Friday, June 15, 2007

concatenating strings and nulls in SQL

let's start with a table from scratch

create table test(
firstname varchar(10) null,
lastname varchar(10) null
)

we then insert some data (sorry about people with these names)

insert into test values ('john', 'smith')
insert into test values ('john', 'doe')
insert into test values (null, 'perez')

we're ready to concatenate some strings:

select lastname + ' ' + firstname
from test

but we get:

1 smith john
2 doe john
3 NULL

what happened?

in SQL, when you concatenate strings, if one of the strings is null, the result of the concatenation is null.

At first you might think this is bad, but it can actually help you more than it hurts, you just have to know the trick, so what do we do to fix the query?

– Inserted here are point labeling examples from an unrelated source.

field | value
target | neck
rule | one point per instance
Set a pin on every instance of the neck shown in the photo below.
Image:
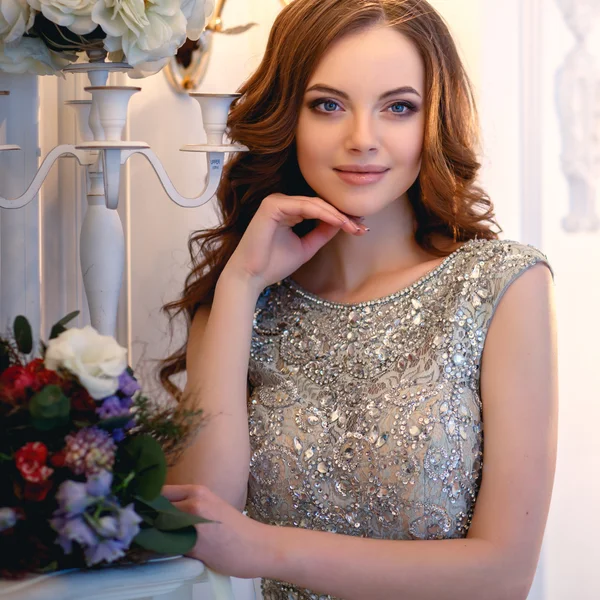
(349, 262)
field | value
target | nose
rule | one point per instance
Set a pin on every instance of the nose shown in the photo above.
(362, 133)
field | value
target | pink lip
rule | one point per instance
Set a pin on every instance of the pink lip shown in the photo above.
(360, 177)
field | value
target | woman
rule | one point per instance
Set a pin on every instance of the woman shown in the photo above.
(354, 324)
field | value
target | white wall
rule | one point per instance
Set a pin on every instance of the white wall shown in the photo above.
(573, 553)
(489, 37)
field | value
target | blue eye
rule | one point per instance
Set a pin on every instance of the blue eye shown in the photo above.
(328, 105)
(401, 105)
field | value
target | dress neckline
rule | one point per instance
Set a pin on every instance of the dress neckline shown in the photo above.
(426, 277)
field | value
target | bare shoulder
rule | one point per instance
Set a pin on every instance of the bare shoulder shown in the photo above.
(196, 334)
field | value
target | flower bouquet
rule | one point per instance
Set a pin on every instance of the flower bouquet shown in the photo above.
(83, 456)
(43, 36)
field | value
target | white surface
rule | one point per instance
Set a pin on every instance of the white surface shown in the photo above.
(153, 580)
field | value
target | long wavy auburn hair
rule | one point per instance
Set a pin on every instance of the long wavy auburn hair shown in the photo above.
(445, 197)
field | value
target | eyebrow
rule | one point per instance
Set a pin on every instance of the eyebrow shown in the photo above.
(329, 90)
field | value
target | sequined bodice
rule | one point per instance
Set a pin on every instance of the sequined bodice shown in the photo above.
(365, 419)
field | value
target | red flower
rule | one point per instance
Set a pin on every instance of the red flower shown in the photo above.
(58, 459)
(15, 383)
(31, 462)
(36, 491)
(43, 376)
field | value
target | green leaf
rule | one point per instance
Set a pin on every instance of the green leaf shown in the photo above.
(167, 542)
(23, 334)
(4, 356)
(59, 327)
(144, 455)
(49, 408)
(169, 517)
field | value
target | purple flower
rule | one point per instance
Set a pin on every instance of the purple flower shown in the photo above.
(128, 385)
(118, 435)
(91, 516)
(111, 407)
(108, 550)
(129, 522)
(78, 531)
(90, 451)
(99, 484)
(8, 518)
(72, 497)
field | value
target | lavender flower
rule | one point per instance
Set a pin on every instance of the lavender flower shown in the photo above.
(114, 406)
(97, 523)
(90, 451)
(8, 518)
(72, 496)
(128, 385)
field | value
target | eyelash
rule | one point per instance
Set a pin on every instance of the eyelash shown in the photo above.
(409, 105)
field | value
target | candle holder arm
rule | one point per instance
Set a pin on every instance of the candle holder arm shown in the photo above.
(84, 158)
(215, 161)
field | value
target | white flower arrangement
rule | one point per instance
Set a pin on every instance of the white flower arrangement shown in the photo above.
(97, 360)
(42, 36)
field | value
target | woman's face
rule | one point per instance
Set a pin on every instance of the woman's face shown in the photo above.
(361, 125)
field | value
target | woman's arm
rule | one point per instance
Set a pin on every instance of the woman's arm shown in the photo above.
(498, 559)
(217, 370)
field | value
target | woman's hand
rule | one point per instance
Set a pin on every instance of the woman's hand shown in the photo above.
(270, 251)
(236, 546)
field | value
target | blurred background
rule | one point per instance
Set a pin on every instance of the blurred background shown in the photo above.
(535, 65)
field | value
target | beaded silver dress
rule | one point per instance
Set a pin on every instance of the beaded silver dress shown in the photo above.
(365, 419)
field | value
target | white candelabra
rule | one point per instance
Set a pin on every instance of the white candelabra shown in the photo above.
(102, 152)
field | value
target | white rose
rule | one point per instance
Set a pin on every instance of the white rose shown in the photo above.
(145, 31)
(97, 360)
(76, 15)
(30, 55)
(142, 69)
(16, 18)
(197, 13)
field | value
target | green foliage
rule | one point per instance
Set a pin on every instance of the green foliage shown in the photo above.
(59, 327)
(23, 335)
(49, 408)
(143, 455)
(171, 426)
(163, 515)
(113, 423)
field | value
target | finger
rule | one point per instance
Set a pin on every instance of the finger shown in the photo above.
(192, 507)
(313, 241)
(294, 209)
(321, 202)
(176, 493)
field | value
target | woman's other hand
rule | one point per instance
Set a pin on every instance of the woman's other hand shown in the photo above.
(234, 545)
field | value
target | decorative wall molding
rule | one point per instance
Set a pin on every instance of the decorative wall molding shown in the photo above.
(19, 229)
(578, 106)
(63, 210)
(531, 122)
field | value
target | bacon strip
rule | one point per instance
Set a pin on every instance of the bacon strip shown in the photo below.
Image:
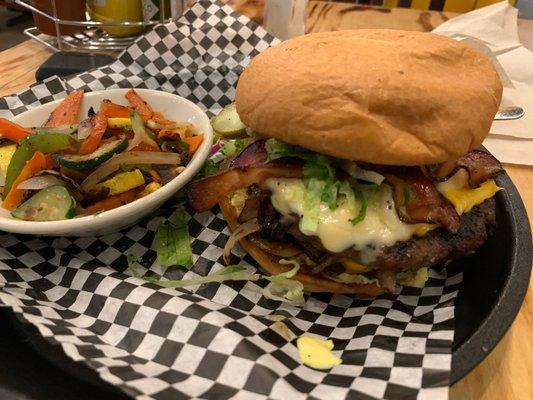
(417, 199)
(480, 166)
(255, 154)
(205, 193)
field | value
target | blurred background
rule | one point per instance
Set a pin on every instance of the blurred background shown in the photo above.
(18, 22)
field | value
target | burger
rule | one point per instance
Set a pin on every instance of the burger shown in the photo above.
(361, 164)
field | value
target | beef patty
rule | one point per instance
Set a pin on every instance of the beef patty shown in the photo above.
(433, 248)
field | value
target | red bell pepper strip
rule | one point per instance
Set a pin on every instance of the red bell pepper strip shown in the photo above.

select isnull(lastname, '') + ' ' + isnull(firstname, '')
from test

now we get:

1 smith john
2 doe john
3 perez

ok, but how is that helpful?

well, let's suppose you want this format:

lastname, first name

but only if there is a first name, if the first name is null you just want the last name with no comma

let's say there is a rule on the database that the last name cannot be null, so we can write the query as:

select lastname + isnull(', '+firstname, '')
from test

and we get:

1 smith, john
2 doe, john
3 perez

see, I concatenated the comma with the first name, and if the first name is null, the the comma gets eliminated as well

Just one more trick for your bag of tricks

1 comment:

gvvvvvvvv said...

Actually it's recommended you use the more standard COALESCE() function. It returns the first NON-NULL argument that it's given:

select COALESCE(firstname, '') + ' ' + lastname
from test

Personally, I'm a big fan of the COALESCE() function but I should also point out that most of the time columns should be NOT NULL. I've only found useful to have a null-able column when storing dates and measurements.